Zäune, Gitter, Absperrbänder

Für das Heilige Jahr ist Rom noch nicht bereit. Eine Baustellen-Besichtigung

Quelle

24.12.2024

Guido Horst

Es ist kein Raumschiff, das da auf dem Petersplatz gelandet ist. Es ist das neue Postamt, das den Besuchern Roms im Heiligen Jahr helfen soll, ihre Kartengrüße ordentlich frankiert in die Heimat zu befördern. Zur Einweihung heute legte der Gouverneur der Vatikanstadt, Kardinal Fernando Vérgez Alzaga, Wert auf die Feststellung, dass man bei Herstellung und Aufbau des an eine Landekapsel aus dem Raumpatrouille-Klassiker “Orion” erinnernden Rundlings die Prinzipien der Nachhaltigkeit und Umweltverträglichkeit beachtet habe. Ansonsten passt das düstere Postamt inmitten der (wieder) hellen, von Gian Lorenzo Bernini geschaffenen Kolonnaden mit ihren Säulengängen wie die Faust aufs Auge.

Aber immerhin eine Einweihung! Beim Spaziergang zu den Baustellen des Heiligen Jahr ist die am blauen Himmel strahlende Sonne der einzige Lichtblick. Baugerüste umgeben die Piazza Pio zwischen Engelsburg und Via Conciliazione, die den Rombesuchern ab dem Heiligen Jahr ermöglichen soll, autofrei und ohne Warterei an Straßenampeln zur Via della Conciliazione zu gelangen, die dann ebenfalls verkehrsberuhigt zum Petersplatz hinaufführen soll. Der Tunnel unter der Piazza Pio aber ist noch zu, der Verkehr quält sich über Umleitungen. Die Prachtstraße vom Tiber zum Vatikan wird nun mit versenkbaren Pollern von Autos freigehalten. Doch von den üblichen Gittern und weiß-blauen Absperrbändern umgeben strömen sie nicht den Geruch aus, fertig und einsatzbereit zu sein.

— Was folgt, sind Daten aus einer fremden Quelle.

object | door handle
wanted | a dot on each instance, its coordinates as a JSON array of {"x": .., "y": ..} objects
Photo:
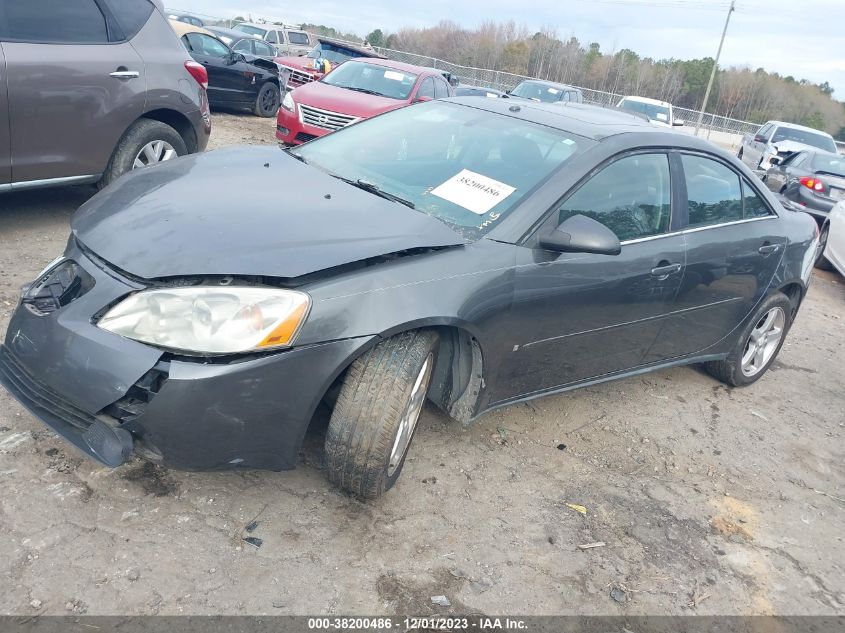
[{"x": 665, "y": 271}]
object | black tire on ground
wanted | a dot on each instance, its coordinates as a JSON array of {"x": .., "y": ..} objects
[
  {"x": 729, "y": 370},
  {"x": 268, "y": 101},
  {"x": 822, "y": 262},
  {"x": 367, "y": 419},
  {"x": 138, "y": 136}
]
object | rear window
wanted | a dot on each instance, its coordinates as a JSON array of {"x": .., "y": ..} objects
[
  {"x": 834, "y": 165},
  {"x": 53, "y": 21},
  {"x": 132, "y": 15},
  {"x": 298, "y": 37},
  {"x": 806, "y": 137}
]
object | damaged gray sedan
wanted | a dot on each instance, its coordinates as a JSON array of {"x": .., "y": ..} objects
[{"x": 469, "y": 251}]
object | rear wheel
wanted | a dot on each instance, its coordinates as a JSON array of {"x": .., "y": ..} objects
[
  {"x": 758, "y": 345},
  {"x": 268, "y": 101},
  {"x": 376, "y": 413},
  {"x": 146, "y": 143},
  {"x": 822, "y": 262}
]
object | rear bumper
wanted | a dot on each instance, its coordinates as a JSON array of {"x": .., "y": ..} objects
[{"x": 101, "y": 392}]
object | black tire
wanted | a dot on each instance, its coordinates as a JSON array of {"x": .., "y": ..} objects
[
  {"x": 822, "y": 262},
  {"x": 729, "y": 371},
  {"x": 138, "y": 136},
  {"x": 374, "y": 398},
  {"x": 268, "y": 101}
]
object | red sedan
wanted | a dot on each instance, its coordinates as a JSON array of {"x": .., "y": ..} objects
[{"x": 356, "y": 90}]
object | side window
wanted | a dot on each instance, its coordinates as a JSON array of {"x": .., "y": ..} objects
[
  {"x": 262, "y": 48},
  {"x": 54, "y": 21},
  {"x": 132, "y": 15},
  {"x": 244, "y": 46},
  {"x": 441, "y": 88},
  {"x": 426, "y": 88},
  {"x": 632, "y": 197},
  {"x": 754, "y": 205},
  {"x": 713, "y": 191}
]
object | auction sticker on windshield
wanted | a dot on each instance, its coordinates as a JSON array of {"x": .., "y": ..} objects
[{"x": 473, "y": 192}]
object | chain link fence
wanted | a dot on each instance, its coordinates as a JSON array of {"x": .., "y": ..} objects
[{"x": 507, "y": 81}]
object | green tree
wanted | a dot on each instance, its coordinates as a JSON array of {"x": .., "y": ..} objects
[{"x": 376, "y": 38}]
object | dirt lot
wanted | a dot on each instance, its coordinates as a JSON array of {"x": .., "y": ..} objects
[{"x": 709, "y": 500}]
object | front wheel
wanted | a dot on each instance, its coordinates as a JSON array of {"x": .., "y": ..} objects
[
  {"x": 822, "y": 262},
  {"x": 268, "y": 101},
  {"x": 376, "y": 413},
  {"x": 757, "y": 346}
]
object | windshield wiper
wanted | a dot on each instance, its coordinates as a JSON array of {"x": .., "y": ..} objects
[
  {"x": 289, "y": 151},
  {"x": 366, "y": 91},
  {"x": 374, "y": 189}
]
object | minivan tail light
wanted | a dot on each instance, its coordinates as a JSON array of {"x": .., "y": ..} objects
[
  {"x": 813, "y": 183},
  {"x": 198, "y": 72}
]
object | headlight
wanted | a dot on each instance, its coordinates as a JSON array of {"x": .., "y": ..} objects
[
  {"x": 210, "y": 319},
  {"x": 288, "y": 103}
]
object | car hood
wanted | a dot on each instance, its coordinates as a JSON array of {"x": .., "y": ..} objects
[
  {"x": 245, "y": 211},
  {"x": 343, "y": 100}
]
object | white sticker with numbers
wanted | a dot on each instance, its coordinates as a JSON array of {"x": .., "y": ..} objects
[{"x": 473, "y": 192}]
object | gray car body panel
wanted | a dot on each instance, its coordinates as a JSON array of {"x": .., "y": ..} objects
[
  {"x": 542, "y": 322},
  {"x": 67, "y": 114}
]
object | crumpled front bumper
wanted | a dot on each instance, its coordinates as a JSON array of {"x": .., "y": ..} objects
[{"x": 189, "y": 414}]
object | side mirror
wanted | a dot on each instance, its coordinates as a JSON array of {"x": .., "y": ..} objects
[{"x": 580, "y": 234}]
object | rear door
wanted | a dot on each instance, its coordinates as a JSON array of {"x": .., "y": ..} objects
[
  {"x": 5, "y": 158},
  {"x": 734, "y": 245},
  {"x": 74, "y": 86}
]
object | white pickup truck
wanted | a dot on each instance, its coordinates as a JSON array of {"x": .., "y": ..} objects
[{"x": 777, "y": 139}]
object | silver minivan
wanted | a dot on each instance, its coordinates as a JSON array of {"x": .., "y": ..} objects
[
  {"x": 90, "y": 89},
  {"x": 287, "y": 40}
]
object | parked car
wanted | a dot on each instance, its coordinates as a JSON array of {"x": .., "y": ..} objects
[
  {"x": 476, "y": 91},
  {"x": 287, "y": 40},
  {"x": 235, "y": 80},
  {"x": 832, "y": 241},
  {"x": 547, "y": 92},
  {"x": 69, "y": 113},
  {"x": 356, "y": 90},
  {"x": 476, "y": 252},
  {"x": 813, "y": 179},
  {"x": 248, "y": 45},
  {"x": 780, "y": 139},
  {"x": 311, "y": 67},
  {"x": 658, "y": 112}
]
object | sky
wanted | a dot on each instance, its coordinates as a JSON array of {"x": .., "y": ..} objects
[{"x": 802, "y": 38}]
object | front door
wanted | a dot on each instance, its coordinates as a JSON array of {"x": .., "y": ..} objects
[
  {"x": 592, "y": 315},
  {"x": 733, "y": 251},
  {"x": 72, "y": 91},
  {"x": 5, "y": 146}
]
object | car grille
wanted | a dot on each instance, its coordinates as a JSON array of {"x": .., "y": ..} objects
[
  {"x": 57, "y": 288},
  {"x": 324, "y": 118},
  {"x": 38, "y": 395},
  {"x": 299, "y": 77}
]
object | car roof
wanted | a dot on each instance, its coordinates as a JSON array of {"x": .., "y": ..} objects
[
  {"x": 795, "y": 126},
  {"x": 553, "y": 84},
  {"x": 389, "y": 63},
  {"x": 183, "y": 28},
  {"x": 590, "y": 121},
  {"x": 647, "y": 100}
]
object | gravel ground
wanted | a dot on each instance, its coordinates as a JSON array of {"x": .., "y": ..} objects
[{"x": 708, "y": 500}]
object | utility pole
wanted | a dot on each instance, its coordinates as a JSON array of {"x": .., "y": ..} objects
[{"x": 715, "y": 66}]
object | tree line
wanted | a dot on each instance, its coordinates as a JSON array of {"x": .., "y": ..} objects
[{"x": 744, "y": 93}]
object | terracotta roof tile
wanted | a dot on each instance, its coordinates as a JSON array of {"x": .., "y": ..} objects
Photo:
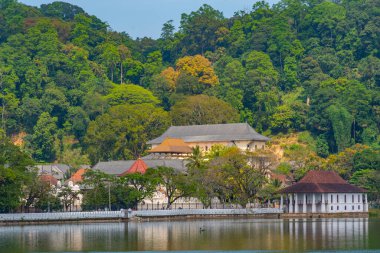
[
  {"x": 171, "y": 145},
  {"x": 213, "y": 132},
  {"x": 139, "y": 166},
  {"x": 78, "y": 176},
  {"x": 322, "y": 182},
  {"x": 47, "y": 178}
]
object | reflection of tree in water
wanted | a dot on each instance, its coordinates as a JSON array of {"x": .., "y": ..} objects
[{"x": 217, "y": 234}]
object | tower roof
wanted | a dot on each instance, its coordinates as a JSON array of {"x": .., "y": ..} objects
[{"x": 318, "y": 181}]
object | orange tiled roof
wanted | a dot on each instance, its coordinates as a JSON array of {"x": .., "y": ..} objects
[
  {"x": 47, "y": 178},
  {"x": 77, "y": 176},
  {"x": 139, "y": 166},
  {"x": 171, "y": 145},
  {"x": 318, "y": 181}
]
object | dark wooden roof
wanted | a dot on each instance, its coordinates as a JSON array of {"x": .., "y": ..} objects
[
  {"x": 210, "y": 133},
  {"x": 318, "y": 181}
]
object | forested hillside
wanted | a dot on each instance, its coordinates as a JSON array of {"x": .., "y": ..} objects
[{"x": 74, "y": 91}]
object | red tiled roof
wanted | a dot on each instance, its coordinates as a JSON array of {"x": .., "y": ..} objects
[
  {"x": 318, "y": 181},
  {"x": 47, "y": 178},
  {"x": 171, "y": 145},
  {"x": 279, "y": 177},
  {"x": 77, "y": 176},
  {"x": 139, "y": 166}
]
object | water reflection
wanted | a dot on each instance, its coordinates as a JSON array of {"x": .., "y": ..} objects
[{"x": 223, "y": 234}]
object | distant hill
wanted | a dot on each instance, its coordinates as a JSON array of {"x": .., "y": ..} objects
[{"x": 81, "y": 91}]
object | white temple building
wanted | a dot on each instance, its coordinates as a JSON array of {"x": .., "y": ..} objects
[{"x": 323, "y": 192}]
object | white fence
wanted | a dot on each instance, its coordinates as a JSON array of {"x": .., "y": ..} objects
[
  {"x": 61, "y": 216},
  {"x": 200, "y": 212},
  {"x": 19, "y": 217}
]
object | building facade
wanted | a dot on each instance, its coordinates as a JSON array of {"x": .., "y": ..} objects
[{"x": 323, "y": 192}]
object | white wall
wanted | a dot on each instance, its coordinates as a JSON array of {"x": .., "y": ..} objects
[{"x": 333, "y": 202}]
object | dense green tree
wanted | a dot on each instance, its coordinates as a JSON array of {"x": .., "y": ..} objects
[
  {"x": 202, "y": 109},
  {"x": 130, "y": 94},
  {"x": 174, "y": 184},
  {"x": 42, "y": 140},
  {"x": 122, "y": 133},
  {"x": 341, "y": 122},
  {"x": 14, "y": 174}
]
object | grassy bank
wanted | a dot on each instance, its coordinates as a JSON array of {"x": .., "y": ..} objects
[{"x": 374, "y": 213}]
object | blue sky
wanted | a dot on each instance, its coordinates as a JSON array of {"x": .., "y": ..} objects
[{"x": 141, "y": 18}]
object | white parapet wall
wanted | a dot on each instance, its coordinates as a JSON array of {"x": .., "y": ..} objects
[
  {"x": 61, "y": 216},
  {"x": 201, "y": 212}
]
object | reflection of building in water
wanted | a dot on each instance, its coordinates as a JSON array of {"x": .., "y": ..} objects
[
  {"x": 327, "y": 234},
  {"x": 324, "y": 192},
  {"x": 223, "y": 234},
  {"x": 239, "y": 234}
]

Heilige Pforte in einer Haftanstalt

Den Behörden zufolge hat Rom 2024 ganze 35 Millionen Besucher gezählt. Im Heiligen Jahr 2025 sollen es einige Millionen mehr werden. Wie viele davon aber als fromme Pilger zu den Apostelgräbern und Heiligen Pforten ziehen werden, weiß bisher niemand. Sicher ist nur, dass Papst Franziskus die Heilige Pforte im Petersdom am 24. Dezember um 19 Uhr aufstoßen wird. Selbiges wiederholt er am 26. Dezember im römischen Gefängnis Rebibbia. Als Zeichen der Hoffnung für alle Inhaftierten der Welt gibt es zum ersten Mal in der Geschichte eine Heilige Pforte in einer Haftanstalt. Getreu dem Motto des Heiligen Jahrs: “Pilger der Hoffnung”. Und dann erst folgen die drei weiteren Papstbasiliken in Rom: am 29. Dezember San Giovanni in Laterano, am 1. Januar Santa Maria Maggiore und am 5. Januar Sankt Paul vor den Mauern. Hier öffnen jeweils die Erzpriester der Basiliken die Heiligen Pforten.

Schon der “klassische” Gang vom historischen Stadtzentrum Roms über die Engelsbrücke zur vatikanischen Tiberseite führt durch eine Baustelle. Von den zehn prachtvollen Barock-Engeln auf dem massiven Brückengeländer, die die “arma Christi“, die Symbole der Leidensgeschichte des Herrn tragen, sind die Hälfte noch unter Gerüsten verborgen und werden von Restauratoren bearbeitet. Ganz schlimm sieht es für den aus, der die Metro nimmt und von der Haltestelle “Ottaviano“ im Norden des Vatikans direkt auf die Kolonnaden zusteuert: Die Piazza del Risorgimento an der Vatikanmauer ist eine Baustelle, auf der Zäune und Barrikaden noch länger den Blick auf den Platz versperren werden. Dasselbe gilt für die Großbaustelle vor der Lateranbasilika. An den meisten Baustellen arbeitet man jetzt auch nachts. Vor dem Hauptbahnhof Termini, bei Santa Maria Maggiore und der “Bocca della Verità” (Mund der Wahrheit), in den kichernde Japanerinnen ihre zarten Händchen stecken. Der “Vier Ströme”-Brunnen auf der Piazza Navona erlebt seine Fertigstellung ebenso wie die “Fontana di Trevi” erst im Neuen Jahr.

Bürgermeister Roberto Gualtieri hatte eine 50 Kilometer lange Radtrasse zwischen den Sehenswürdigkeiten Roms versprochen. Hätte er damals seine Hand in die “Bocca della Verità” gelegt, wäre das für ihn wohl schmerzhaft ausgegangen.